15 Jan 2014

Bracque again

Yes, I have to return to this fantastic restrospective exhibition that has recently closed in Paris of the work of Braque. I may well do so again, such was the density and interest of this show.

I mentioned in my previous article on Georges Braque that his work probably started to change again after the shock caused by the First World War. But this is not all that evident in the chronology of the show, since the almost completely cubist period, in one form or another, actually lasted until well into the 1930's, as the image below shows. He clearly had to pick up where he left off in 1914, but changes there were.

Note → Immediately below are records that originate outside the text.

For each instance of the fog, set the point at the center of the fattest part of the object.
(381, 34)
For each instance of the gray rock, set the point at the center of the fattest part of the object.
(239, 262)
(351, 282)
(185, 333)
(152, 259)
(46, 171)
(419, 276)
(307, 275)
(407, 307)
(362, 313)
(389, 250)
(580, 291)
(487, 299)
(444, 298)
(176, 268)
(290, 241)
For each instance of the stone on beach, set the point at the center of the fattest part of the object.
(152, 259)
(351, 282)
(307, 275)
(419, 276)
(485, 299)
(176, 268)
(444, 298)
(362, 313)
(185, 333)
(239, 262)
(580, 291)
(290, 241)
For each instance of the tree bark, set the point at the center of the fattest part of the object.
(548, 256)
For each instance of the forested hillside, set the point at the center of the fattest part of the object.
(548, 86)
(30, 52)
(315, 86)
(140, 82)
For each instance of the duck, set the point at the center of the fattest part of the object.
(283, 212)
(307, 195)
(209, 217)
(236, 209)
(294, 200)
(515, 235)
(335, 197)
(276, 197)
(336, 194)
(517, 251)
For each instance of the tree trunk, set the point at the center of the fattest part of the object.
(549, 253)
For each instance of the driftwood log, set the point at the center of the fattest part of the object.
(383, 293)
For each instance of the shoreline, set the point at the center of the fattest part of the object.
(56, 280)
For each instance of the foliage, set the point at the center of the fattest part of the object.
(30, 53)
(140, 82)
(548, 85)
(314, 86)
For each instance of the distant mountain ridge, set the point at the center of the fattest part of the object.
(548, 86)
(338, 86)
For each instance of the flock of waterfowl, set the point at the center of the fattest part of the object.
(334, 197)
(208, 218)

This painting, called "The musician", dates from 1917-18, but it already shows a significant change in the preoccupations of Braque's work as it reintroduces colour as a major element of the composition. Now let's look back to 1907 and see how things have turned around with regard to Braque's relationship with colour, as in this painting of a woman's back.



Colour is clearly a major ingredient of the impact of this work which dates from the early years of the 20th century and Bracque's "fauvist" period, in which form and shape is also of growing importance, as is shown in this painting. Just a year later, form, and its breaking down into geometrical components, had taken over from colour, the use of which which had become very much more subdued, as in the painting below, of a similar subject.

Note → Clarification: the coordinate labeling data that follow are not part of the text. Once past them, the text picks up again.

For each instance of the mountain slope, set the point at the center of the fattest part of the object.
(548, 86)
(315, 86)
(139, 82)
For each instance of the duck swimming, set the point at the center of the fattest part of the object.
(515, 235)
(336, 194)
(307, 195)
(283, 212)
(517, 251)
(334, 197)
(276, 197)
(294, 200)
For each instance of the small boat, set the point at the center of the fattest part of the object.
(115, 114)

As I said in the first article, one can then clearly trace the decline of the role of colour in the hierarchy of Braque's interests, and the corresponding rise of the analysis of form and the creation of a type of synthetic vision that we call, for want of a better word, cubism.

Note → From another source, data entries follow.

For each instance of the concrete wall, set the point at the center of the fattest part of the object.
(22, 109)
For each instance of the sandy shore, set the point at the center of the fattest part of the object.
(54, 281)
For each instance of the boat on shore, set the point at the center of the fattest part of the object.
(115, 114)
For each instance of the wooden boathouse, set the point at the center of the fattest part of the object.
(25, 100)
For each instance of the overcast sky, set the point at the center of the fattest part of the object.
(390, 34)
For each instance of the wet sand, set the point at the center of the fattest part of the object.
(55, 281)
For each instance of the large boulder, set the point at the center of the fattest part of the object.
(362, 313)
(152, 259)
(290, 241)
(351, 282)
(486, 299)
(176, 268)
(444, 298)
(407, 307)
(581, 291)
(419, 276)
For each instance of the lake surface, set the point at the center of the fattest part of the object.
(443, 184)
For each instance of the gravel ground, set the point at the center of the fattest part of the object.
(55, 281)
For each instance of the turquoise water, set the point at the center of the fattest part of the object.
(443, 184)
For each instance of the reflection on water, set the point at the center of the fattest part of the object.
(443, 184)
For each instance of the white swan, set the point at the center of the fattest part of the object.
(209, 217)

Possible inspirations for this line of work can be seen in architectural situations like this one, from the Normandy village called Varangeville where Braque had a studio.



A beginning of what was to be gradual abandonement of what Bracque possibly saw as a dead-end in the pursuit of cubist exploration shows in the painting above, dating from 1939, and which, while continuing the use of many subject matters that had served him throughout the cubist phase (musicians and their instruments for example, and here we should remember that Bracque was himself a good musician), is also in a much freeer, more playful style and includes the use of colour.



Later still-lifes and studio interior paintings take this playfulness much further, moving away from the systematic approach of cubism. This painting also shows that black was always an important colour with Bracque, at least after the fauvist period. And he never seemd to find the sky again (see the previous article). The still life below, which dates from 1942, shows yet another shift towards greater simplification of forms and composition in a way that parallels that of Matisse, for instance, and which introduces his final period of work.






Parallels between Bracque and Picasso have often been drawn. Whilst the two had an intense relationship of exchanges during the early cubist period, Bracque had perhaps a more studious and less spontaneous appraoch to panting then Picasso, as show in this painting of the artist and his model, a theme also much used by Picasso in a different vein.

More to come on Bracque probably, as and when I find suitable images to illustrate it. But we will also move to Dürer shortly, as I recently saw a fantastic exhibition of this great Grema,n artist's work In Franfurt am Main.